The UN has accused the Vatican of "systematically" adopting policies allowing priests to sexually abuse thousands of children.
But the Church has been accused of failing to address some allegations properly.
When did the scandals surface?
The sexual abuse of children was rarely discussed in public before the 1970s, and it was not until the 1980s that the first cases of molestation by priests came to light, in the US and Canada.
In the 1990s, revelations began of widespread abuse in Ireland.
In the new century, more cases of abuse were revealed in more than a dozen countries.
How damning are the allegations?
Two major reports into Irish allegations of paedophilia in 2009 revealed the shocking extent of abuse, cover-ups and hierarchical failings involving thousands of victims, and stretching back decades.
In one, four Dublin archbishops were found to have in effect turned a blind eye to cases of abuse from 1975 to 2004.
A fresh scandal erupted in March 2010 when it emerged the head of the Irish Catholic Church, Cardinal Sean Brady, was present at meetings in 1975 where children signed vows of silence over complaints against a paedophile priest, Fr Brendan Smyth. This prompted Pope Benedict XVI to apologise to Irish victims.
In the US, the Boston Archdiocese has been worst hit, with the activities of two of its priests, Paul Shanley and John Geoghan, causing public outrage. Cardinal Bernard Law resigned over the scandal in 2002.

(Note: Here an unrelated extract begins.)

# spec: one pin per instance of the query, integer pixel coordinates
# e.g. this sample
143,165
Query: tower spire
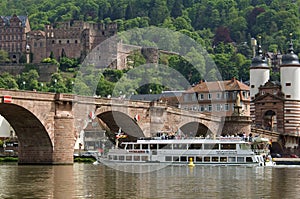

In Mexico, the founder of the Legion of Christ order, Marcial Maciel, long admired by Pope John Paul II, was disciplined by the Vatican in 2006 over the abuse of boys and young men over a period of 30 years. The Legion insisted his was an isolated case, but seven more priests of the order have been investigated.
The bishop of the Belgian city of Bruges, Roger Vangheluwe, resigned in 2010 after admitting that he had sexually abused a boy for years.
How has the Vatican responded?
Since his election last year, Pope Francis has appeared to offer new hope to victims, with a call for action on sex abuse in the Church. Under his papacy, a Vatican committee has been set up to fight sexual abuse and help victims.
In a report by Vatican Radio, the Pope asked for forgiveness for the "evil" damage to children caused by sexual abusers in the clergy and said "sanctions" would be imposed.
Vatican officials submitted publicly to questioning for the first time in January 2013, before a UN panel in Geneva, but refused to supply data on abuse cases.
Pope Francis's predecessor, Benedict XVI, was accused of suppressing the investigation of paedophile priests, a charge he denied last year.
When the first scandals emerged in 2001, the Vatican issued guidelines for senior clergy on how to handle paedophile priests, which stated that all cases should be referred to Rome. Until then, all cases had been handled by the Church in the country concerned.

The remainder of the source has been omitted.